En raison de la guerre au Moyen-Orient, la Belgique fait face à des hausses de prix significatives, en particulier dans le secteur énergétique. Dans ce contexte, l’organisation patronale Voka plaide pour l’instauration d’un « saut d’index général » afin de protéger les entreprises des impacts financiers de cette crise. Mais cette mesure soulève des interrogations sur ses effets à long terme, tant pour les entreprises que pour les travailleurs.
Le Voka, représenté par son administrateur délégué Frank Beckx, demande au gouvernement fédéral de préparer un saut d’index général afin de limiter les hausses salariales automatiques en réponse à l’inflation. Ce type de mesure avait déjà été appliqué en 2015 sous le gouvernement Michel pour réduire l’écart salarial avec les pays voisins. Le principe d’un saut d’index consiste à ne pas appliquer les premiers 2% d’augmentation salariale lors de la prochaine indexation, ce qui permettrait d’alléger la charge des entreprises confrontées à des coûts salariaux en constante augmentation.
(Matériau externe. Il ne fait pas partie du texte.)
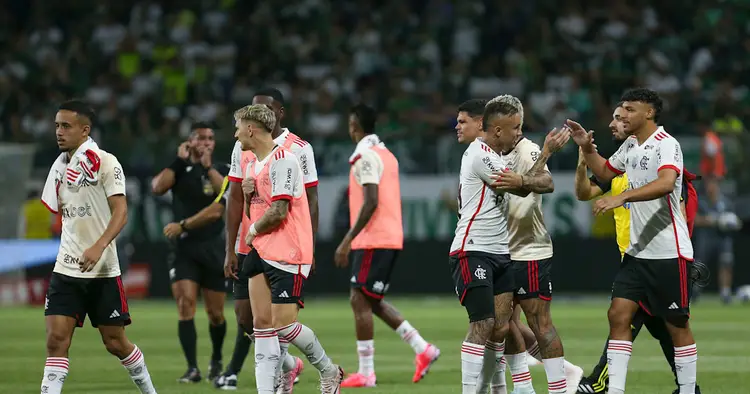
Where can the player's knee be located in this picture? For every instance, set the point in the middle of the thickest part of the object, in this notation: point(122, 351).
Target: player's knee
point(57, 344)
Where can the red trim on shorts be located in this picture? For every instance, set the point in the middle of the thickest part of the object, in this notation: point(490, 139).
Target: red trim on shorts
point(123, 300)
point(364, 268)
point(648, 312)
point(684, 299)
point(48, 208)
point(669, 167)
point(284, 197)
point(613, 169)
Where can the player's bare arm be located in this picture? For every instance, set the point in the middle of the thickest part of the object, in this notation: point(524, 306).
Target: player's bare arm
point(365, 214)
point(118, 206)
point(271, 219)
point(662, 186)
point(585, 189)
point(164, 180)
point(235, 201)
point(585, 140)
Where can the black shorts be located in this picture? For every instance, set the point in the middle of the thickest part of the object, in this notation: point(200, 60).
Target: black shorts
point(490, 272)
point(372, 269)
point(533, 279)
point(199, 262)
point(661, 287)
point(102, 299)
point(286, 287)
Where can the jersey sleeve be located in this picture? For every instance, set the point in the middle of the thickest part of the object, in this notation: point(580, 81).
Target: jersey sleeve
point(113, 179)
point(284, 173)
point(617, 161)
point(368, 169)
point(669, 155)
point(306, 158)
point(605, 186)
point(485, 165)
point(235, 166)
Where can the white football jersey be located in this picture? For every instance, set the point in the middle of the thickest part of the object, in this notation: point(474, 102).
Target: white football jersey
point(657, 228)
point(482, 212)
point(528, 236)
point(85, 215)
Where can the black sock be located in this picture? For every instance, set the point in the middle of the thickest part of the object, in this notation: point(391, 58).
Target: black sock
point(218, 332)
point(188, 339)
point(241, 347)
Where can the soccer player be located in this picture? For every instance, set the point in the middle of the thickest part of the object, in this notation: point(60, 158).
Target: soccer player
point(656, 265)
point(590, 188)
point(530, 244)
point(196, 263)
point(87, 185)
point(375, 239)
point(292, 366)
point(281, 256)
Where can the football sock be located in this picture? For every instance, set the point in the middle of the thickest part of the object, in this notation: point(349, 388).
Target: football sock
point(218, 333)
point(136, 366)
point(188, 339)
point(55, 372)
point(493, 352)
point(686, 359)
point(242, 344)
point(366, 352)
point(499, 386)
point(472, 357)
point(305, 340)
point(266, 359)
point(519, 370)
point(618, 354)
point(411, 336)
point(555, 369)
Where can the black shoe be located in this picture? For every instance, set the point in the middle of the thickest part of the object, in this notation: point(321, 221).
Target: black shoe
point(697, 390)
point(214, 370)
point(193, 375)
point(589, 385)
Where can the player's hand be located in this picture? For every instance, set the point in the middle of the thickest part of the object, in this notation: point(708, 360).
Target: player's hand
point(206, 158)
point(183, 151)
point(172, 230)
point(248, 186)
point(556, 139)
point(341, 258)
point(230, 265)
point(608, 203)
point(91, 256)
point(507, 180)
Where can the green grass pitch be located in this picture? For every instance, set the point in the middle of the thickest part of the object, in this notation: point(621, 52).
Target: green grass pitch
point(722, 334)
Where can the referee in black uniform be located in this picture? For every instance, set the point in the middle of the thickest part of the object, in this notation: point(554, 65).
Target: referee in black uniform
point(197, 260)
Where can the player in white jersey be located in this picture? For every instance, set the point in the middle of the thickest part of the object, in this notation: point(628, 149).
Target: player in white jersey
point(480, 258)
point(303, 151)
point(655, 270)
point(87, 185)
point(531, 248)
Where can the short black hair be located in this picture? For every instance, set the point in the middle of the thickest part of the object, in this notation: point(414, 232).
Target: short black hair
point(473, 107)
point(81, 108)
point(274, 93)
point(365, 116)
point(647, 96)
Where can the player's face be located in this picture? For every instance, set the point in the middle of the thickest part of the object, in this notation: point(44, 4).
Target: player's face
point(275, 106)
point(468, 128)
point(203, 140)
point(70, 131)
point(618, 133)
point(635, 115)
point(504, 130)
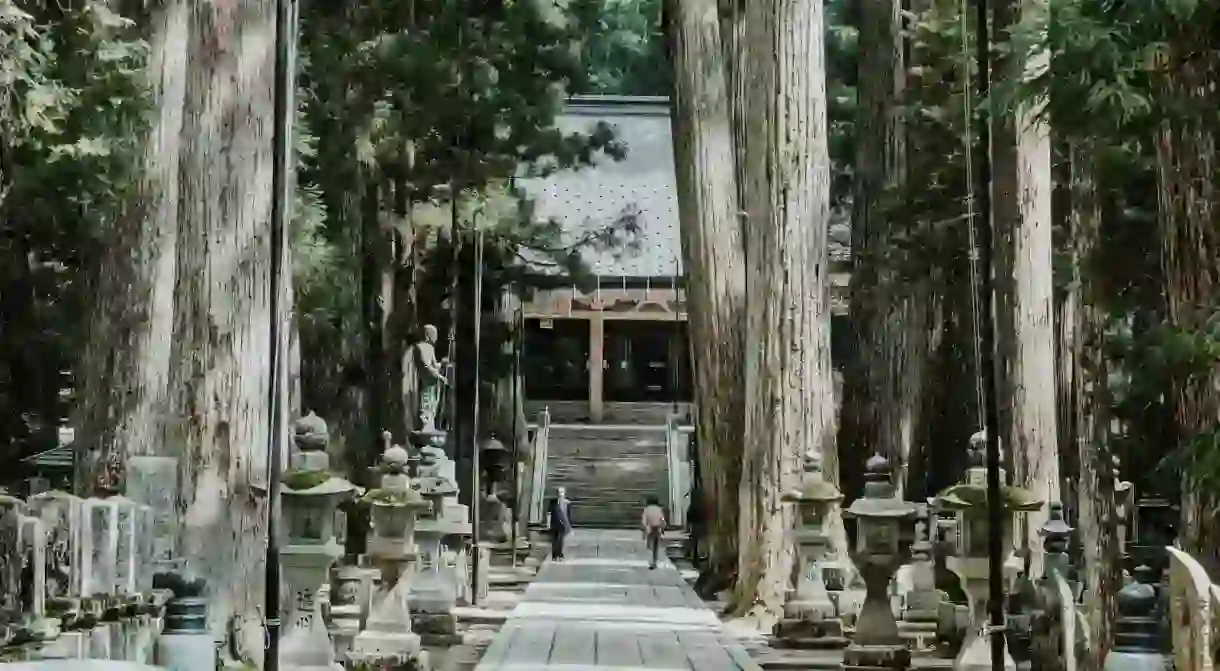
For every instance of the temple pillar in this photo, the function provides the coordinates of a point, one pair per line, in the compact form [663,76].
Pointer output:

Voka explique que l’indexation des salaires, bien qu’elle protège le pouvoir d’achat des travailleurs, pèse lourdement sur les finances des entreprises, notamment dans des secteurs déjà fragilisés par la crise énergétique et les tensions géopolitiques. Selon l’organisation, sans cette mesure, les entreprises belges pourraient se retrouver dans une position économique intenable, avec davantage de faillites et de licenciements.
L’impact de la guerre au Moyen-Orient
La guerre en cours au Moyen-Orient a exacerbé la hausse des prix de l’énergie, en particulier du gaz et du pétrole, alimentant l’inflation et augmentant les coûts de production pour les entreprises. Les salaires en Belgique étant automatiquement indexés à l’inflation, cette situation pourrait conduire à une spirale d’augmentations salariales qui, pour certaines entreprises, deviendrait « le choc de trop », selon Voka. Ces hausses seraient difficilement absorbées par des entreprises déjà soumises à une concurrence accrue, notamment dans le secteur de l’industrie manufacturière et de la distribution.
Un saut d’index général pour éviter des répercussions graves
Le Voka estime que l’instauration d’un saut d’index est cruciale pour donner « un peu d’oxygène » aux entreprises. Frank Beckx, le responsable de l’organisation patronale, avertit que sans cette mesure, le fardeau économique de la crise retombera entièrement sur les entreprises, mettant en péril la compétitivité du pays. Il souligne également que la baisse de la compétitivité des entreprises nuira, à terme, au pouvoir d’achat des ménages belges, une situation qu’il souhaite éviter, rapporte le Soir.
Cependant, la proposition de Voka suscite des critiques, notamment de la part des syndicats et d’autres experts économiques. Certains estiment qu’un saut d’index réduirait le pouvoir d’achat des travailleurs à long terme et aggraverait les inégalités. Pour d’autres, il s’agit d’une solution nécessaire pour maintenir l’économie belge compétitive sur le plan international, en particulier face aux hausses de coûts imprévues liées aux crises géopolitiques.